Idk what to do.

Posted , 6 users are following.

I feel trapped. Every day I feel like I have so much anxiety. I'm tired of it. Panic attacks happen out of no where. I'm constantly in fear of feeling like this forever. I'm starting to get depressed. I'm losing drive to go throughout the day. I have nothing but negative thoughts. It scares me to death to feel this depressed and wanting to give up. It's never been like this.

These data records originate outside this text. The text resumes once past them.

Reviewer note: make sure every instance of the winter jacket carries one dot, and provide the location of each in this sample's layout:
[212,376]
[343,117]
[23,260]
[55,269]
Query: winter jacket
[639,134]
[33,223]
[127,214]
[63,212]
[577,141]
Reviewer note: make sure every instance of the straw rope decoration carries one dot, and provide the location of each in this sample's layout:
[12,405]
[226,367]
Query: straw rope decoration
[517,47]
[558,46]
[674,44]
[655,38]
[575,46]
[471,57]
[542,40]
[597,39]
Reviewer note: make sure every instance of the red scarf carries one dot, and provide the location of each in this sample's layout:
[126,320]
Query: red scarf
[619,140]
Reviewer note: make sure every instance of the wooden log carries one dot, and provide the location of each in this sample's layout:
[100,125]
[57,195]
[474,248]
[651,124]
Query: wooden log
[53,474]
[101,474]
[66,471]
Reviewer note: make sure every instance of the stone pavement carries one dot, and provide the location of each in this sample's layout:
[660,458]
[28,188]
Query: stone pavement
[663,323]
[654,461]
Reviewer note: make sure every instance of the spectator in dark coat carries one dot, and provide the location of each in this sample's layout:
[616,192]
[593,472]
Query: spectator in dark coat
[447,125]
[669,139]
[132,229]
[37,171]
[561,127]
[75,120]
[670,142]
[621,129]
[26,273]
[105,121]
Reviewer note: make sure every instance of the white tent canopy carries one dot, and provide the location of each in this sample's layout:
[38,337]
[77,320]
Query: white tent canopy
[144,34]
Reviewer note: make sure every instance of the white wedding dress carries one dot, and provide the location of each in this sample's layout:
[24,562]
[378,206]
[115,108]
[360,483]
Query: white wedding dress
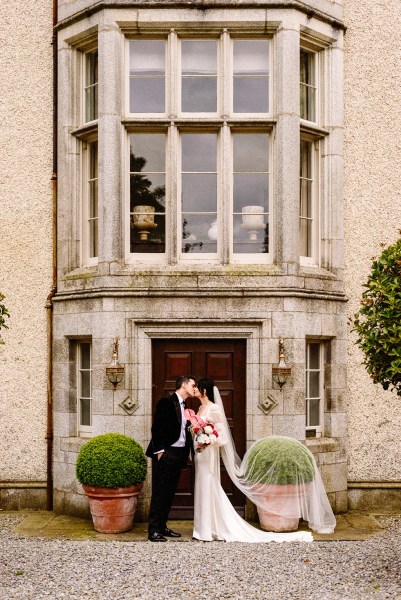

I guess I may be thinking about it too much, idk.

1 like, 12 replies

12 Replies

  • Posted

    When I'm feeling like that I always think about people who are terminally ill I see them carrying on even though they know that they'll lose the battle it gives me motivation to think you know what I am ill it is horrible but I can get through this it doesn't make you better but it helps with an attack at the time hope you feel better I feel the so your not alone.x
  • Posted

    Hi I'm dealing with the same did you read my post last night I don't feel I've got much fight left after 17 constant months of this but I have to for my little boy and hubby.i can't help you but if you need a chat I'm here.i think 24/7 about this crap which is probably making me worse if only I knew how to stop xxx 
    • Posted

      Hi it's not great is it I have good and bad days it's the hardest thing I've ever had to deal with I have a young daughter and try to use her as my reason to fight this horrible thing how does your anxiety affect you is social anxiety like wise I'm here to chat if you need it.
    • Posted

      Hi I havnt had a good day in 17 months this has ruined my life today I'm extremely dizzy can't breathe properly feel sick headache pain in every part of my body I'm trembling all over my vision is terrible I'm twitching and tingling but this is just a normal day for me I feel like this everyday I'm so tired and have no motivation.i never go out anymore only to do the school run which is hell some days I can't even do that  mine is health anxiety and panic disorder at least that's what they tell me it is.xxxxx
    • Posted

      Mine is a bit of both I understand why I'm feeling like this which helps me only advice I can give is keep putting yourself in situations you don't like let the anxiety come on it won't kill you and tell yourself I'm anxious oh well what's knew I know it's hard I have a season ticket for football I get so bad I stopped going every week missed games but I've started to go and I feel like crap I gag cough get dizzy but after a while it passes my point is don't give up trying 
    • Posted

      Yes, I understand what you mean. The physical and mental symptoms of anxiety are so defeating. I'm sorry to hear that it's lasted 17 months. Sometimes it helps me to say out loud that me feeling trapped and that I'll always feel this way helps, because I know it's all in my head and I am just making myself this way. It's hard to overcome it but we all have to for different reasons, yours being your little boy and husband. smile
  • Posted

    Hi....I have had similar feelings, which terrified me....and I know they are horrible and scary....I found recovery in the work of Dr Claire Weekes...she has helped so many people like us the whole world over. You can buy her books on Amazon, or get free mp3 downloads...you tube also...She really understands...and gives a way to recover.she takes each frightening aspect and explains why it happens, and all the fear melts away on understanding...I could describe more, but it would be easier to look at her work yourself...it's there for the taking, and I can assure you that help is just around the corner....good Luck....you can get better!
  • Posted

    Hi,

    know how you feel I usually try and help on here but I have hit rock bottom today I need help please if any body is there just so so low,every day I try hid a lot but am reaching out today for help.

    thankyou

    love Joan xx

    • Posted

      Hi Joan what's up you are always there for me let me return the favour xxxx 
    • Posted

      Hi Joan! 

      Sorry to to hear you're feeling low. You are sooo good at offering very wise support to others on here.  Sending you a healing hug and hoping you'll feel better soon.